## Matching employment-population ratio data from the CPS with BLS Summary Data

This is a proof of concept that the technique for using the CPS to find the employment to population ratio for one subgroup of the population will match with the BLS summary statistics for the same group/time.
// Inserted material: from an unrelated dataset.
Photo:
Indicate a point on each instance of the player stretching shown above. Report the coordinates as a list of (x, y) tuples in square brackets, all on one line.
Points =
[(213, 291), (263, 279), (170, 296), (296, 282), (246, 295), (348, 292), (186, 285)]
Specifically, I look at 2010 and Women aged 25-54, (BLS series ID: LNS12300062)

In [1]:
import pandas as pd

In [2]:
cols = ['year', 'female', 'age', 'educ', 'empl', 'fnlwgt']
year = '2015'

In [3]:
df = pd.read_stata('data/cepr_org_{}.dta'.format(year), columns=cols)

In [4]:
df = df[(df['age'] >= 24) & 
        (df['age'] <=54) &
        (df['female'] == 1)]

In [5]:
emp = df.groupby('empl').sum()['fnlwgt'].ix[1]
pop = df.groupby('empl').sum()['fnlwgt'].sum()
epop = emp/pop

print '{}: Women, age 25-54: {}'.format(year, str(round(epop * 100, 2)))

2015: Women, age 25-54: 70.33


#### Compare with BLS Summary Statistics

In [6]:
import requests
import json
import config # file called config.py with my API key

# BLS API v1 url
url = 'https://api.bls.gov/publicAPI/v1/timeseries/data/'

series = 'LNS12300062'

In [7]:
# get the data returned by the url and series id
r = requests.get('{}{}'.format(url, series))

# Generate pandas dataframe from the data returned
df2 = pd.DataFrame(r.json()['Results']['series'][0]['data'])

In [8]:
round(df2[df2['year'] == year]['value'].astype(float).mean(), 2)

70.33